30年前のTOMにとってはスパイスと言えば、全部ぐちゃぐちゃ。シナモンもコショウもチョウジもみんな同じ感じだったのですが、あるときシナモンは「世界最古のスパイスと言われエジプトのミイラ作りに使われていた」ということを知って、「コショウの歴史よりもはるかにさかのぼるシナモンっていったい何?」という素朴な疑問はずっと持っていました。

話はちょっとずれるようですが、エジプトのミイラはいったいいつ頃作られ始めたのでしょう?

エジプトでミイラづくりが実際に行われはじめたのは、古王国時代第4王朝、技術的に完成したのは新王国時代です。」(やっぴさんの「楽しい世界史」より)

とありました。古王国台王朝は紀元前2613年から2494年ごろとあって、紀元前ってことは…「今から4500年くらいも前ーーー!?」

古い、古すぎる…。バナナに匹敵する古さ…?

果たしてTOMたち自然友の会のメンバーが「シナモンと呼んでいるあの子」がセイロン島から、エジプトのミイラに使われるために4500年も前に商品としてはるばる運ばれていたのか?ま、確かに運べない距離じゃなかろうけど。(ちなみに「シナモンは消費地エジプトには産しない」と資料にはある。乾燥した国のエジプトではクスノキやシナモンの仲間は育たないのかもしれない…)

知れば知るほど沸いてくる素朴な疑問。(誰か助けて…と思っていたら…)

朝日の「植物の世界」P14-152にはこんな記述があって、「ああ、やっぱり…、朝日さま…ありがとう!」って「植物の世界」に合掌したTOMなのでした(笑)

「西アジアで用いられていたカッシアシナモンソマリランドに産した植物で現在知られているものとはまったく異なったものであるらしい(クスノキ科のラウェンサラ・アロマティカ Ravensara aromatica ではないかという説もある)。

「後にインド産のシナモン(おそらくクスノキ科のタマラニッケイ Cinnamomum tamala)にかわり、ソマリランドのカッシアやシナモンは歴史上から消えてしまった。

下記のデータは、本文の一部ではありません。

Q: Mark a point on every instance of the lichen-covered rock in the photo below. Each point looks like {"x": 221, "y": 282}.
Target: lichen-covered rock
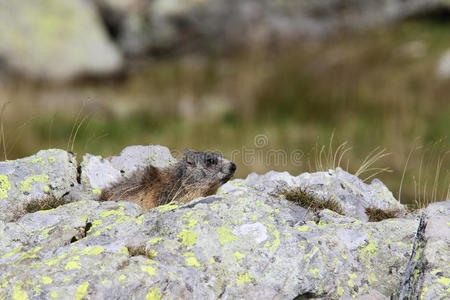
{"x": 241, "y": 243}
{"x": 443, "y": 67}
{"x": 55, "y": 40}
{"x": 245, "y": 242}
{"x": 98, "y": 173}
{"x": 428, "y": 270}
{"x": 47, "y": 174}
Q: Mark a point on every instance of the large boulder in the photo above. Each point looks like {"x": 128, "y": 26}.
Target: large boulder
{"x": 45, "y": 175}
{"x": 248, "y": 241}
{"x": 142, "y": 26}
{"x": 55, "y": 40}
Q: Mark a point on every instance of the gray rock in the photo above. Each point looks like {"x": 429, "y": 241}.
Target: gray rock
{"x": 443, "y": 67}
{"x": 348, "y": 190}
{"x": 428, "y": 270}
{"x": 245, "y": 242}
{"x": 177, "y": 25}
{"x": 98, "y": 173}
{"x": 55, "y": 40}
{"x": 49, "y": 173}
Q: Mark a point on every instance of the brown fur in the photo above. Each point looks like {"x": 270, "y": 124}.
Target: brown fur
{"x": 189, "y": 179}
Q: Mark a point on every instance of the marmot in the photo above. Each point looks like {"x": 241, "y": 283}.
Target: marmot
{"x": 197, "y": 174}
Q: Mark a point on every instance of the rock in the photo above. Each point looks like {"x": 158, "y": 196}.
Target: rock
{"x": 428, "y": 270}
{"x": 49, "y": 173}
{"x": 253, "y": 247}
{"x": 143, "y": 26}
{"x": 348, "y": 190}
{"x": 245, "y": 242}
{"x": 98, "y": 173}
{"x": 443, "y": 67}
{"x": 55, "y": 40}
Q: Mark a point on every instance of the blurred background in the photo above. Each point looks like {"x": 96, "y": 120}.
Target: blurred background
{"x": 363, "y": 84}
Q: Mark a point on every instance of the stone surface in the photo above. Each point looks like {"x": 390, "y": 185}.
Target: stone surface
{"x": 245, "y": 242}
{"x": 176, "y": 25}
{"x": 98, "y": 173}
{"x": 443, "y": 67}
{"x": 349, "y": 191}
{"x": 49, "y": 173}
{"x": 55, "y": 40}
{"x": 429, "y": 276}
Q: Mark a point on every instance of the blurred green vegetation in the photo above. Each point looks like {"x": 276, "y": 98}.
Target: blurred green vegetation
{"x": 372, "y": 89}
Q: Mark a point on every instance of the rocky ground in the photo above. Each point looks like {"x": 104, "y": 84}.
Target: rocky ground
{"x": 248, "y": 241}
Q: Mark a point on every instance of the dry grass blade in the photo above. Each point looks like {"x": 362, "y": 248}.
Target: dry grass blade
{"x": 378, "y": 171}
{"x": 370, "y": 159}
{"x": 2, "y": 129}
{"x": 403, "y": 176}
{"x": 377, "y": 214}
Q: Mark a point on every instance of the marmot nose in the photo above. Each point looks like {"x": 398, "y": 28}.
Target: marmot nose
{"x": 233, "y": 167}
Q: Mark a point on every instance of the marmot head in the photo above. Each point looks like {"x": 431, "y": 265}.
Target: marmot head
{"x": 208, "y": 167}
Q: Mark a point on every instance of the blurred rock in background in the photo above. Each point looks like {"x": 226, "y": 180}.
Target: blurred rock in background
{"x": 55, "y": 40}
{"x": 58, "y": 41}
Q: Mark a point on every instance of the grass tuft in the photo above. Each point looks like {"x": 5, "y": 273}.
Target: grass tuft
{"x": 141, "y": 250}
{"x": 43, "y": 204}
{"x": 304, "y": 198}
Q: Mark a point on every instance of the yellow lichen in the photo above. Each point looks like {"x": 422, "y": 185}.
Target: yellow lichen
{"x": 444, "y": 280}
{"x": 92, "y": 250}
{"x": 154, "y": 241}
{"x": 149, "y": 269}
{"x": 46, "y": 280}
{"x": 154, "y": 294}
{"x": 107, "y": 213}
{"x": 192, "y": 261}
{"x": 72, "y": 265}
{"x": 340, "y": 291}
{"x": 303, "y": 228}
{"x": 12, "y": 252}
{"x": 18, "y": 293}
{"x": 243, "y": 278}
{"x": 124, "y": 250}
{"x": 225, "y": 235}
{"x": 167, "y": 207}
{"x": 238, "y": 255}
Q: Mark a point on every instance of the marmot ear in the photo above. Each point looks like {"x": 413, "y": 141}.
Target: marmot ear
{"x": 151, "y": 175}
{"x": 189, "y": 157}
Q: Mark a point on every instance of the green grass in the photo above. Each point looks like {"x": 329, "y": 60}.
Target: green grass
{"x": 370, "y": 89}
{"x": 308, "y": 200}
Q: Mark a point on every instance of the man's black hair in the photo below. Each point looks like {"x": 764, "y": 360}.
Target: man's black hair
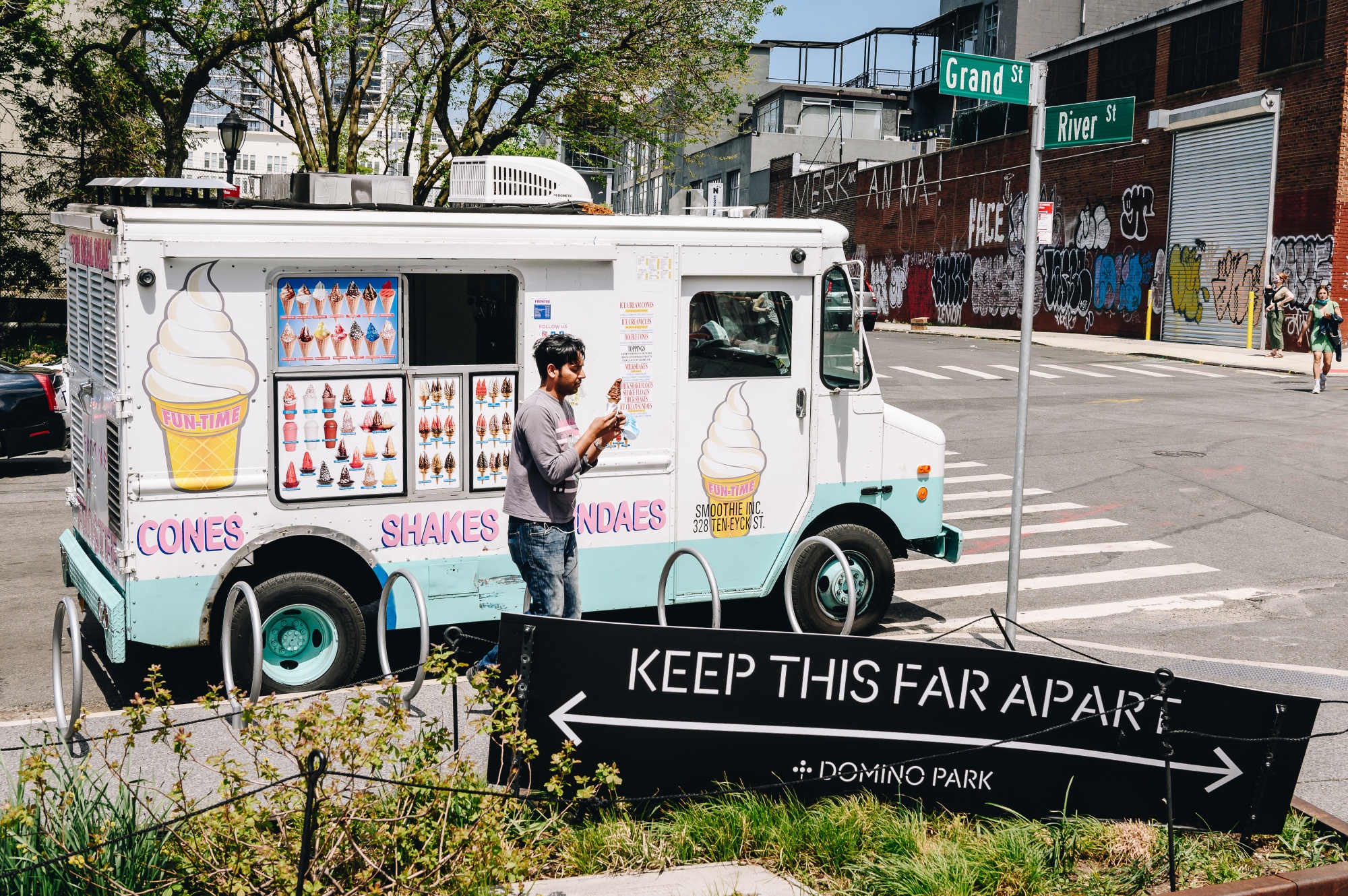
{"x": 557, "y": 350}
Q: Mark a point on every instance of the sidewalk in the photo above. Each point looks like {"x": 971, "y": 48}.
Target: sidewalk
{"x": 1214, "y": 355}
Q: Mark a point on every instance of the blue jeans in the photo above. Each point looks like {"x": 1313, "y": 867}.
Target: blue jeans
{"x": 545, "y": 554}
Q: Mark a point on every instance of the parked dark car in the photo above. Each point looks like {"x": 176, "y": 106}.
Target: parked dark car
{"x": 30, "y": 420}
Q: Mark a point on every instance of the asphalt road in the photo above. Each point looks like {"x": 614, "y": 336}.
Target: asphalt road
{"x": 1186, "y": 517}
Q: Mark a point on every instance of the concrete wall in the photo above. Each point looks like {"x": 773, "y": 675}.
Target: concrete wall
{"x": 942, "y": 234}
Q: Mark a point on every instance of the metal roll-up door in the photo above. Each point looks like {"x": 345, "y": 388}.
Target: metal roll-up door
{"x": 1219, "y": 231}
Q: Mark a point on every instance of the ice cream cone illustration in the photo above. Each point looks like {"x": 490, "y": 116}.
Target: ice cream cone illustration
{"x": 200, "y": 382}
{"x": 731, "y": 466}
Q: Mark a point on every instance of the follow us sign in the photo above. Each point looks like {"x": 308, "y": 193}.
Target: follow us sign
{"x": 964, "y": 75}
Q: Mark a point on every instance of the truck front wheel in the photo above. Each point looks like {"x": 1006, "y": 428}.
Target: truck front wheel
{"x": 819, "y": 589}
{"x": 312, "y": 631}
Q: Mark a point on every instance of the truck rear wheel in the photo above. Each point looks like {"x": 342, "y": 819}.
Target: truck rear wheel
{"x": 819, "y": 591}
{"x": 312, "y": 631}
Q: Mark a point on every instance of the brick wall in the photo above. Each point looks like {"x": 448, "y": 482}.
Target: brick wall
{"x": 942, "y": 232}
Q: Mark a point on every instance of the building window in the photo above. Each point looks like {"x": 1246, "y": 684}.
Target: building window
{"x": 1068, "y": 79}
{"x": 1206, "y": 49}
{"x": 1295, "y": 32}
{"x": 991, "y": 14}
{"x": 1129, "y": 68}
{"x": 769, "y": 118}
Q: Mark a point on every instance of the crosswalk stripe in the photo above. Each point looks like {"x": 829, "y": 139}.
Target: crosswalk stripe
{"x": 1043, "y": 583}
{"x": 982, "y": 478}
{"x": 913, "y": 370}
{"x": 1006, "y": 511}
{"x": 978, "y": 374}
{"x": 971, "y": 497}
{"x": 1186, "y": 370}
{"x": 1195, "y": 602}
{"x": 1044, "y": 529}
{"x": 1032, "y": 554}
{"x": 1133, "y": 370}
{"x": 1016, "y": 370}
{"x": 1072, "y": 370}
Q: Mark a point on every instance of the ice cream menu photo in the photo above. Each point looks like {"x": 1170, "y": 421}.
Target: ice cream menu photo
{"x": 439, "y": 440}
{"x": 491, "y": 408}
{"x": 339, "y": 439}
{"x": 332, "y": 320}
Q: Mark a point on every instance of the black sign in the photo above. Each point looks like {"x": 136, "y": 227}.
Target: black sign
{"x": 680, "y": 709}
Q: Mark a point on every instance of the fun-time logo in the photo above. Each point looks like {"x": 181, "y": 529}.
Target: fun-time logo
{"x": 733, "y": 467}
{"x": 200, "y": 382}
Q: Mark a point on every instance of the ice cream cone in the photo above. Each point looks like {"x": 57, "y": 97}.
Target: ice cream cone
{"x": 733, "y": 503}
{"x": 203, "y": 441}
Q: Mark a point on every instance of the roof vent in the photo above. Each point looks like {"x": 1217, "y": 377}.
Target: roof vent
{"x": 512, "y": 180}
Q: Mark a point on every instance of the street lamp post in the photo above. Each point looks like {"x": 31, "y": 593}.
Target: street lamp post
{"x": 233, "y": 134}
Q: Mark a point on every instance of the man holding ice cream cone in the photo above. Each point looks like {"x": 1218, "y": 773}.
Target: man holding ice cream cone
{"x": 547, "y": 457}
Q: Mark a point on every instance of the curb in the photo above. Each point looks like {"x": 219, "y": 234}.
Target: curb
{"x": 1014, "y": 338}
{"x": 1327, "y": 881}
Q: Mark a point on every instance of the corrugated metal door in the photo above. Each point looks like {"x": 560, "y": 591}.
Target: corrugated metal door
{"x": 1219, "y": 230}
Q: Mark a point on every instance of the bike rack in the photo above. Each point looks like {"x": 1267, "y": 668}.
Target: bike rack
{"x": 851, "y": 588}
{"x": 384, "y": 633}
{"x": 227, "y": 655}
{"x": 67, "y": 607}
{"x": 711, "y": 580}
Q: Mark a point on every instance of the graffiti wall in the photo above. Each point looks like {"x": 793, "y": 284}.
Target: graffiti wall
{"x": 943, "y": 239}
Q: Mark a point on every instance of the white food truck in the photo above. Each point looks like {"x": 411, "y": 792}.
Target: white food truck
{"x": 309, "y": 398}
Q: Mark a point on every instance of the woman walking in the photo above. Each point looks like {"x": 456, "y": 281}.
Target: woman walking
{"x": 1276, "y": 309}
{"x": 1323, "y": 325}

「インド南部に産する現在のシナモン(セイロンニッケイ)Cinnamomum verum の登場は山田憲太郎氏によれば14世紀になってからだという。

「そして、アラビア商人が東南アジアに現れるようになると、別種のシナモンあるいはカッシアを発見した。

「スマトラ島産のキンナモムム・ブルマンニ C.burmanni や、ベトナム産のキンナモムム・カッシア C. cassia などがそれであり、いずれもカッシアの名で西方に運ばれることになる。」

つーまーりー。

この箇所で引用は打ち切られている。